Daha öncede İslami Hareket davasından dolayı tutuklu bulunan ve vefat eden Cengiz Sırtıkaya da tutukluluk sürecinde gördüğü işkenceler neticesinde felç olmuş ve felçli haliyle uzun zaman cezaevinde tutulmuştu. Bu insanlar “adi/adli” suçlu değil, “siyasi” suçlu. Bu insanlar İslami kimliklerinden ve duyarlılıklarından dolayı yasakçı ve totaliter Kemalist zihniyetin elinde mahkûm. Mahkûmiyet nedenleri Batıcı adalet sistemi ölçüleriyle de mahşeri vicdan ile de tartışılabilir. Ama bu tartışma bir yana, Müslüman mahkumların onurları ve insanlıkları hiçe sayılmakta ve bu insanlar mer’i kuralların dışında da artı cezalara çarptırılmakta, mahkum hakları, alenen çiğnenmektedir.
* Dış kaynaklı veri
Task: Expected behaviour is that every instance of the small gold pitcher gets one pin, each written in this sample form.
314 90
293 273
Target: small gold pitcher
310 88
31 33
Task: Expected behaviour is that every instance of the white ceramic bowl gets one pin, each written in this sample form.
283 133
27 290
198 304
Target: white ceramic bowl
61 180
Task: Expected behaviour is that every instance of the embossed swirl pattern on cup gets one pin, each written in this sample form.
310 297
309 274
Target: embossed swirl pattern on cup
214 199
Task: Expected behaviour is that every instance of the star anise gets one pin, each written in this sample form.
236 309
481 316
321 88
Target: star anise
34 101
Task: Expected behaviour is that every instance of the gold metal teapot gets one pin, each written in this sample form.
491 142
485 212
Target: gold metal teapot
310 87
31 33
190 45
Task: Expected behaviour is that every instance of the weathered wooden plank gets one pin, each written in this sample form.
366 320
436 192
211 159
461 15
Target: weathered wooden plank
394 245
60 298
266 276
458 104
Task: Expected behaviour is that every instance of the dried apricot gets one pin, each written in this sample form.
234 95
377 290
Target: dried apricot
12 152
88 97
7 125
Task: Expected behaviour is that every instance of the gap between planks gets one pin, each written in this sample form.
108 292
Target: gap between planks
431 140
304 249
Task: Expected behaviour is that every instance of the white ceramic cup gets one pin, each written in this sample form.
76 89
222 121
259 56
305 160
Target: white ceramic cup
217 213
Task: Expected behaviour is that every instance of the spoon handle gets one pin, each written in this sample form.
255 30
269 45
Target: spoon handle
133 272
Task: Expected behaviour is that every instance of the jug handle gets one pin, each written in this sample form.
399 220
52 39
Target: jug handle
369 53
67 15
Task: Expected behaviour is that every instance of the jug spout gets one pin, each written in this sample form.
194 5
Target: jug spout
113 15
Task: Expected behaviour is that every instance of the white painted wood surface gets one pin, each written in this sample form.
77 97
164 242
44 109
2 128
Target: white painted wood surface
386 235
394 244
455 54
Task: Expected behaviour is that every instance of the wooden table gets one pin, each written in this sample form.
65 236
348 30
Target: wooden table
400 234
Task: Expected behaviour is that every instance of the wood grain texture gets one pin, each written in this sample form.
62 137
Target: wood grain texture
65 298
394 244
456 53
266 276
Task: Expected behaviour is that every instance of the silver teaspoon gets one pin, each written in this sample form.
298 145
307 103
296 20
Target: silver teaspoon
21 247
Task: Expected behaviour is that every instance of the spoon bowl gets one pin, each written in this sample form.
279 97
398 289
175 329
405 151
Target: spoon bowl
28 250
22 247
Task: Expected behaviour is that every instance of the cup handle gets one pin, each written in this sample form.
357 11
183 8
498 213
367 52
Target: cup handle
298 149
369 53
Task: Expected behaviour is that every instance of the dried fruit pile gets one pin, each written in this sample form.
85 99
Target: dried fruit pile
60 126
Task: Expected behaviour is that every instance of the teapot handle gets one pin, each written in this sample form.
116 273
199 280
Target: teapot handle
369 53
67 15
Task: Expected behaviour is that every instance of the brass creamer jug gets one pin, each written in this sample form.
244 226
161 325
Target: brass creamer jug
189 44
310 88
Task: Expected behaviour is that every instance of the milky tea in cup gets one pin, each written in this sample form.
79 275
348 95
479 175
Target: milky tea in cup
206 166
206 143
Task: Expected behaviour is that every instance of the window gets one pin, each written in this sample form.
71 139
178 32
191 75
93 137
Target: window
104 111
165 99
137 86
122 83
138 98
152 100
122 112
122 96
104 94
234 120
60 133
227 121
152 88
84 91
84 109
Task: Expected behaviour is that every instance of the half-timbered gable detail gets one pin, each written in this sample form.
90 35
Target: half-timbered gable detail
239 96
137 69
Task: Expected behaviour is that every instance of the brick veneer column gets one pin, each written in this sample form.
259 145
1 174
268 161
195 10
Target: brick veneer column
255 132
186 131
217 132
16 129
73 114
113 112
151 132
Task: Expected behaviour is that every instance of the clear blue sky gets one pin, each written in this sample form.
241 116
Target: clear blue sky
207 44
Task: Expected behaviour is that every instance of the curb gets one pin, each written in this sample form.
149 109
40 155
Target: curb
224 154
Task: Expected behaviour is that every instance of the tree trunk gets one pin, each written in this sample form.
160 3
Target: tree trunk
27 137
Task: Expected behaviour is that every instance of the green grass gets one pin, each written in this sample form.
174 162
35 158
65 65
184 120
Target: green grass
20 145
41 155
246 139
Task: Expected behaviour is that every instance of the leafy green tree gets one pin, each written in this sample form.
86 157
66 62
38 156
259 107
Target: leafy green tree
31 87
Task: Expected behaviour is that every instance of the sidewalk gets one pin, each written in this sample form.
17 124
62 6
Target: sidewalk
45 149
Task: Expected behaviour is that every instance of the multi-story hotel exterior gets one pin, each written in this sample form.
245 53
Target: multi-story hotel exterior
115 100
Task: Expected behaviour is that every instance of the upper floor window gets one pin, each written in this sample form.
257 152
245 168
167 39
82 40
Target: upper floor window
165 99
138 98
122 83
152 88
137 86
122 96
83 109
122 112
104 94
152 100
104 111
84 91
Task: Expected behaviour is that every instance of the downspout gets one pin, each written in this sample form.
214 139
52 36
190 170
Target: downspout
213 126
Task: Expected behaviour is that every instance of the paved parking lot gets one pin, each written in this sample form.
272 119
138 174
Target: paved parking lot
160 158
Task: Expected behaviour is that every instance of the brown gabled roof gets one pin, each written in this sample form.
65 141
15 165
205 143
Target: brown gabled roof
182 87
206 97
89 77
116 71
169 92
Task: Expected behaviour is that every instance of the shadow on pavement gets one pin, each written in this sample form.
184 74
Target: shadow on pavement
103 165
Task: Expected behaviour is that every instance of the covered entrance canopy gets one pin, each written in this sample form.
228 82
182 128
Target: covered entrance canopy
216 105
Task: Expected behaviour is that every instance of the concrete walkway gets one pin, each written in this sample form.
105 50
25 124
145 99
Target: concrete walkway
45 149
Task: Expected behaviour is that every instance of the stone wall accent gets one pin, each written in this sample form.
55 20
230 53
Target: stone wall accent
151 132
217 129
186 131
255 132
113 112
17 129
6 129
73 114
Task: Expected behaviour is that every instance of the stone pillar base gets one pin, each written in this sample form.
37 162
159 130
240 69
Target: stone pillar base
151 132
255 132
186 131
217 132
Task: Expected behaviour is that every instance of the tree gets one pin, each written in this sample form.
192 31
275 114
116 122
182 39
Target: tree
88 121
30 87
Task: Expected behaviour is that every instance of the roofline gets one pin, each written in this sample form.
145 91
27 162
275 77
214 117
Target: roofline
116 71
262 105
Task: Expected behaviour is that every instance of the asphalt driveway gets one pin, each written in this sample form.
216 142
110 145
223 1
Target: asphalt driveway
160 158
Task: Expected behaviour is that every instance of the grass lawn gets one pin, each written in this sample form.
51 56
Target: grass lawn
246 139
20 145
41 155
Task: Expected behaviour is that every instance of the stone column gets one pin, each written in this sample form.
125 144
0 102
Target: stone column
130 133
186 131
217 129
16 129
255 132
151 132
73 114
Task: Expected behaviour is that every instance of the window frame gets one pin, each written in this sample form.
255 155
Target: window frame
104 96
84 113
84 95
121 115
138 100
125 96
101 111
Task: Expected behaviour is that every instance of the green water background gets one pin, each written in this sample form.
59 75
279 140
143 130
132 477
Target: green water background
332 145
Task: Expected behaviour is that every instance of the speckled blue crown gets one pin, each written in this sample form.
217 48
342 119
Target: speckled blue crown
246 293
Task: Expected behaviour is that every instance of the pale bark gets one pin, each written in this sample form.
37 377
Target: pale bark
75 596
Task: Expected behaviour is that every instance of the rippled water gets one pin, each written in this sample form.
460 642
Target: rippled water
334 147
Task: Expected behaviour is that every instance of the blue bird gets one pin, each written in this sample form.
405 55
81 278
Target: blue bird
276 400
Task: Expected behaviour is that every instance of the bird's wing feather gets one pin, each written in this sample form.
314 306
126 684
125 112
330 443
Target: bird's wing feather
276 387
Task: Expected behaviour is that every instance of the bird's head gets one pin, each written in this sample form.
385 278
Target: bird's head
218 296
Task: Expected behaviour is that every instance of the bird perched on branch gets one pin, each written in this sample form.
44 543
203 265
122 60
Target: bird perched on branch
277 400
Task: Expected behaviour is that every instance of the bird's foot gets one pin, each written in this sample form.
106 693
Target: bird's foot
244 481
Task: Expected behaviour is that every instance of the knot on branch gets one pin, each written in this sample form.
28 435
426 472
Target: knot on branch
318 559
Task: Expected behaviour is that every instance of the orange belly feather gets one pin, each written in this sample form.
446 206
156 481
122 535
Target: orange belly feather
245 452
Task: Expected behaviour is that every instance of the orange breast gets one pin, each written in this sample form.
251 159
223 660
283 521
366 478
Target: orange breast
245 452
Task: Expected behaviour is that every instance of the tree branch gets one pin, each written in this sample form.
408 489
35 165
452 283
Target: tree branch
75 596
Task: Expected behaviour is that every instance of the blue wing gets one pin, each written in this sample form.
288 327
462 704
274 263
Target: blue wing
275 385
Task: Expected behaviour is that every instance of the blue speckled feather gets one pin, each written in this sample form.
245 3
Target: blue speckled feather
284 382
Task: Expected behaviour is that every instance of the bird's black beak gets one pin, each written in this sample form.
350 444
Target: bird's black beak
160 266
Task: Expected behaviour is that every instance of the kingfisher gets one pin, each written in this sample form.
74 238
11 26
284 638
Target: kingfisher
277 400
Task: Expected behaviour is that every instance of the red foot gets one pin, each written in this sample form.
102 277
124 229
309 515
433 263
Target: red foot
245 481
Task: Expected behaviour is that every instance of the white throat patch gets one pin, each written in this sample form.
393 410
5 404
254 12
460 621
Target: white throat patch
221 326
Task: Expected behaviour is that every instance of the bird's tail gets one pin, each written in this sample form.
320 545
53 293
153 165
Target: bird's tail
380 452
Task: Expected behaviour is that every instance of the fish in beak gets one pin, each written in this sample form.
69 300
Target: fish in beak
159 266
En son Fikret Bayram’ın Cumhurbaşkanı Abdullah Gül tarafından affı için imza kampanyası başlatıldı. Birçok internet sitesinde imza kampanyasına ulaşmak mümkün. En azından Fikret Bayram için ve demir parmaklıklar arkasında adını bilmediğimiz nice Fikretler için bir imzamızı esirgemeyelim. Çünkü Fikret Bayram’ın özgürlüğünü istemek, özgürlüğü için küçük bir imza atmak aynı zamanda asıl suçlunun yasakçı Kemalist düzenin kendisi olduğuna da inanmaktır. Eğer Fikret Bayram felçli haliyle cezaevinde gözlerini hayata kapatırsa ne onurumuz, ne insanlığımız, nede vicdanımız bizi affeder.
Hayat; baskılar, işkenceler, direnişler, kaçışlar, adanışlar, güller ve dikenler arasında geçmekte ve bizi gözetlemektedir. Yani hayat tanıklık etmektedir bize ve yapıp ettiklerimize…
“Eleyse subhin bi garip, eleyse subhin bi garip”
“Sabah yakın değil mi? Sabah yakın değil mi?”
Ve biliyoruz ki fıtri ölçülerle mutabık, onurlu bir hayat sürenler, direnip dayananlar için “sabah hep yakındır”.